Une jeune organisation composée de rabbins, nommée Shomrei bereshit a lancé il y a 5 ans,  un cri d’alarme sur nos responsabilités écologiques. Lorsque ses membres ont sonné le choffar en 5775, ils ont également voulu sonner le glas de nos mauvaises habitudes. Trois ans plus tard, l’un des rabbins de cette organisation, Rabbi Jonathan Wittenberg de la synagogue massorti londonienne New North London, a lancé le projet Eco Synagogue inspiré d’Eco Church. C’est un label qui soutient les initiatives écologiques et met à disposition des outils pédagogiques pour les synagogues. A ce jour, 5 synagogues orthodoxes et libérales ont adhéré au projet et ont nommé un éco-man dans leur synagogue.

Inspirés par cette initiative, nous avons décidé de lancer le projet ECO SYNAGOGUE ici à Lyon. D’abord, nous prendrons le temps de réfléchir.
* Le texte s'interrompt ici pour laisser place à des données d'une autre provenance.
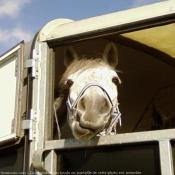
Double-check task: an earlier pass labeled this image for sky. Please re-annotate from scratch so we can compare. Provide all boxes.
[0,0,163,55]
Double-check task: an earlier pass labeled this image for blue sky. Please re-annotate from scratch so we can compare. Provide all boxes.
[0,0,163,55]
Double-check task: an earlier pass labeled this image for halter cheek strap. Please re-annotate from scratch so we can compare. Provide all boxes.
[66,83,121,136]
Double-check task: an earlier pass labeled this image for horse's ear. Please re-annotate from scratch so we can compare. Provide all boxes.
[64,46,78,67]
[103,42,118,68]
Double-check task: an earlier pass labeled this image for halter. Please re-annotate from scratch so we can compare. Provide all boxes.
[66,83,121,136]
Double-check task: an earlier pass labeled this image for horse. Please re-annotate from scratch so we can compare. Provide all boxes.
[54,42,121,141]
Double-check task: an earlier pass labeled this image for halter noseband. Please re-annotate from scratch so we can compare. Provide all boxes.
[66,83,121,136]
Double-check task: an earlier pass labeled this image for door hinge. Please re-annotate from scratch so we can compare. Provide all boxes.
[25,50,40,79]
[22,109,38,140]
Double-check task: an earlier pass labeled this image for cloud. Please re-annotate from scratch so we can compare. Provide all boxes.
[0,27,33,47]
[132,0,162,7]
[0,0,31,18]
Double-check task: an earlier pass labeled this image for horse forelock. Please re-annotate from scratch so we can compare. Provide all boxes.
[59,58,117,87]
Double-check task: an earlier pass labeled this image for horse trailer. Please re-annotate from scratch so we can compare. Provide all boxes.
[0,0,175,175]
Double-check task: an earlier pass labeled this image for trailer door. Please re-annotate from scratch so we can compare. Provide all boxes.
[0,42,25,148]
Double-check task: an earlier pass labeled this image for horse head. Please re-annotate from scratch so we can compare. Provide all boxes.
[55,43,121,141]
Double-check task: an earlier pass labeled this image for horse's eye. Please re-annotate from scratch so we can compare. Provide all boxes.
[112,77,120,85]
[66,79,74,87]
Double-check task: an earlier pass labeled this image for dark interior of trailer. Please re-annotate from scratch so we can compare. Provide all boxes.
[55,35,175,138]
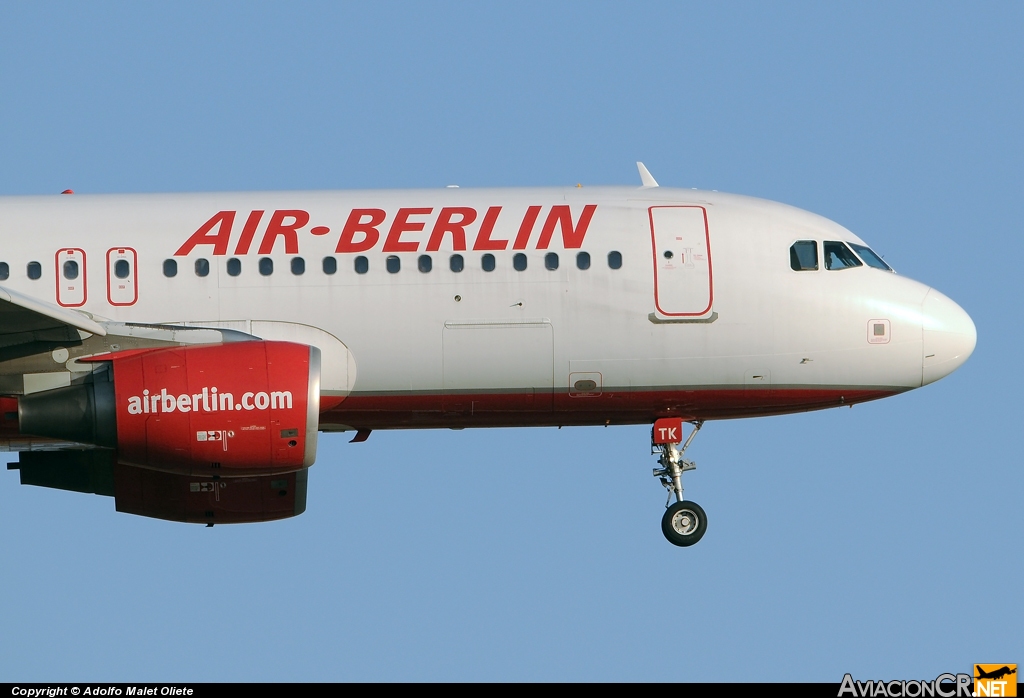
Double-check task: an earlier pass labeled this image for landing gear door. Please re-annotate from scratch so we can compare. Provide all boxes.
[648,206,714,319]
[106,248,138,305]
Puis, nous ferons des propositions concrètes pour changer nos comportements à KEREN OR. Cette initiative pionnière, nous l’espérons fera des émules, à la fois  dans d’autres synagogues et d’autres lieux de culte.

Voilà notre engagement en tant que synagogue pour 5780, pour nous inscrire nous aussi dans la chaîne des générations d’Adam.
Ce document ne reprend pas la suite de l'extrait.